Nel viaggio immaginario ed emozionale all’interno della civiltà contadina, nel quale lo stesso vostro blogger “scribacchiante” è, ad un tempo, guida e viaggiatore incantato, un aspetto ancora non considerato è quello della pudicizia. Un valore questo, una categoria che oggi, nel linguaggio giornalistico va sotto il nome di “pruderie”; secondo una definizione tratta dal web “Il termine starebbe a indicare moralismo di stampo puritano, perbenismo un po’ bigotto, castigatezza oltre misura, esagerato pudore, insomma”. Proprio su questo aspetto della “pudicizia rurale” vorrei soffermarmi: quella dei nostri nonni è stata vera morigeratezza, oppure si tratta solo di una questione di facciata? O meglio: il pudore, la pudicizia sono sentimenti più autentici oggi, al livello di minimo storico, o ieri? Come al solito gli aspetti da considerare sono molteplici e l’analisi rischia di divenire pesante e poco digeribile, mi limiterò, quindi, come al solito, solo a ripercorrere con la memoria ciò che ricordo.
Il pudore traspariva da ogni atto di quella tramontata civiltà, ed a volte ripensarci fa sorridere. La cosa veniva poi portata agli estremi quando un dialogo si stabiliva fra individui appartenenti a diverse classi e categorie, nettamente separate secondo la rigida stratificazione sociale del tempo. In tali contesti, quando proprio non si poteva fare a meno di citare nel discorso parti anatomiche, atti o anche animali considerati “impuri”, si cercava di minimizzare la cosa con la scusante “parlenn’ cu rispettu”, ed allora: “parlenn cu rispettu, i pieri”, “parlenn cu rispettu, stevu a ffà i fatti miei (facevo i miei bisogni, ndr)”, “parlenn cu rispettu, ju puorcu”. Era questo un modo come un altro di cercare di non offendere l’interlocutore altolocato; ma … pensateci: come se tale signore, altolocato o meno che sia stato, non avesse i piedi anch’esso, non faceva mai i propri bisogni e non avesse mai visto un maiale o mangiato le saporite carni, ecc.
Che dire poi di tutte le faccende attinenti al sesso? In tal caso il pudore nel discorso assumeva i tratti dell’omertà! Come in tutti i discorsi che coinvolgevano l’apparato genitale femminile, le sue cicliche indisposizioni e le sue (purtroppo) frequenti malattie. La donna, nei giorni del mestruo, era considerata impura e quindi inadatta a molte faccende domestiche, come la lavorazione delle carni di maiale, quella delle bottiglie di pomodoro ecc. … ma la cosa andava trattata con la dovuta discrezione: ed allora mentre già si era iniziato a lavorare tutte insieme essa, “rea” di una fisiologica ricorrenza mensile, si avvicinava in silenzio e un quasi po’ contrita alla più anziana del gruppo, la matriarca, e le sussurrava qualcosa nell’orecchio e costei , con l’autorità derivante dal ruolo, le diceva comprensiva e severa “… e vvà, vvà”, dispensandola da ogni incombenza, le altre fingevano di non aver udito e non chiedevano alcuna spiegazione in merito all’assenza.

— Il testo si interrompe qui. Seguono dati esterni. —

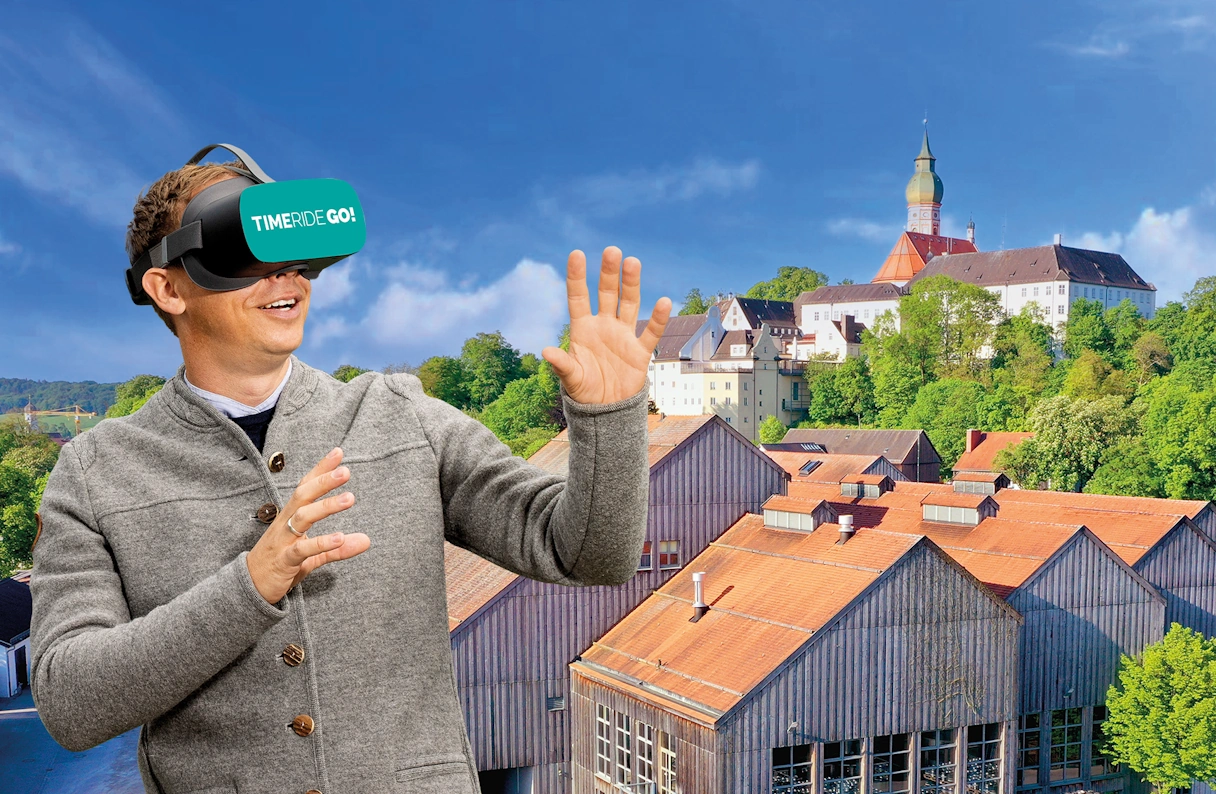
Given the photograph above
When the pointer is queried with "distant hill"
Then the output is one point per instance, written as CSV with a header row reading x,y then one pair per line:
x,y
50,395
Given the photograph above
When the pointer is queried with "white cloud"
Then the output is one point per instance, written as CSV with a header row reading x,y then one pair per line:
x,y
66,96
1169,249
865,229
422,311
612,193
333,286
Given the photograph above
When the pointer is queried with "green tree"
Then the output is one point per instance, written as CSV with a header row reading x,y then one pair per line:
x,y
1087,330
444,377
489,364
1127,469
856,389
771,429
1161,716
694,303
788,283
945,410
347,372
131,395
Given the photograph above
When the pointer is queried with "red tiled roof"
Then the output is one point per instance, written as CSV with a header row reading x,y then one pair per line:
x,y
980,459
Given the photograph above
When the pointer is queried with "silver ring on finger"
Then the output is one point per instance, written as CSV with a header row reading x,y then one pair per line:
x,y
293,530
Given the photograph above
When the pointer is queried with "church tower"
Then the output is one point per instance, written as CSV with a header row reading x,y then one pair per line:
x,y
924,193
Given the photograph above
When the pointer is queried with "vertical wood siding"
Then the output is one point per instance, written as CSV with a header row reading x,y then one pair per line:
x,y
697,766
1182,567
1082,609
927,647
514,654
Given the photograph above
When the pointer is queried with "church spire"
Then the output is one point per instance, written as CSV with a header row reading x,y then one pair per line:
x,y
924,192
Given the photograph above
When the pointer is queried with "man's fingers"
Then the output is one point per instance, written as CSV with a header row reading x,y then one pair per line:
x,y
576,286
631,289
609,274
659,316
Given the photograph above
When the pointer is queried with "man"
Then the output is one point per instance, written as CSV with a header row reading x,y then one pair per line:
x,y
176,583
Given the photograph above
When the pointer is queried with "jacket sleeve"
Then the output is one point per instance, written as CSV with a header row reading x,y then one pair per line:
x,y
585,528
95,671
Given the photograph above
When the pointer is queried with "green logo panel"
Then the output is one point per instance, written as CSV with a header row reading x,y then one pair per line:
x,y
302,219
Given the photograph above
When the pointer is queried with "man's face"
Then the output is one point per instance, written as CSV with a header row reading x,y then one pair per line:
x,y
265,317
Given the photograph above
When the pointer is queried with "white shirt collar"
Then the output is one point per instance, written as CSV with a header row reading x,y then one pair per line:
x,y
230,407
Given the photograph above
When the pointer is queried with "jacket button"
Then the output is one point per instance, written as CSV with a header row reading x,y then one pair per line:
x,y
293,654
302,725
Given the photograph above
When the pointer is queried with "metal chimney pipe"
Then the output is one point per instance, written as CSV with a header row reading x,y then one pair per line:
x,y
846,529
698,607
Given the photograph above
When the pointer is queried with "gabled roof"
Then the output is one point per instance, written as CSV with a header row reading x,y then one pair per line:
x,y
767,590
15,611
898,446
680,328
1043,263
474,581
912,251
983,456
758,310
849,293
827,467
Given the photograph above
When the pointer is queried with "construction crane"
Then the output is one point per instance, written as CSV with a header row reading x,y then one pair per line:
x,y
76,412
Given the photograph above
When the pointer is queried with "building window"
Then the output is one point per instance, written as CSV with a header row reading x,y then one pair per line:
x,y
890,765
984,759
668,765
792,770
603,741
1029,744
645,753
842,767
624,749
1065,748
938,761
1099,765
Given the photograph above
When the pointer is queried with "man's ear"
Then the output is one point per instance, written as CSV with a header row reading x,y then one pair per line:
x,y
162,287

Quando poi la sfortuna si accaniva su qualcuna, con una malattia all’utero, alle ovaie o al seno, guai a parlarne con chiarezza ed apertura! “Se tratta r’ cos’ re femm’n”, si rispondeva severi a chi, imprudente o inconsapevole, chiedesse la causa di qualche malessere di una sorella, di una cognata o di un’amica di famiglia. Ed allora si capiva che non si poteva e non si doveva andare oltre.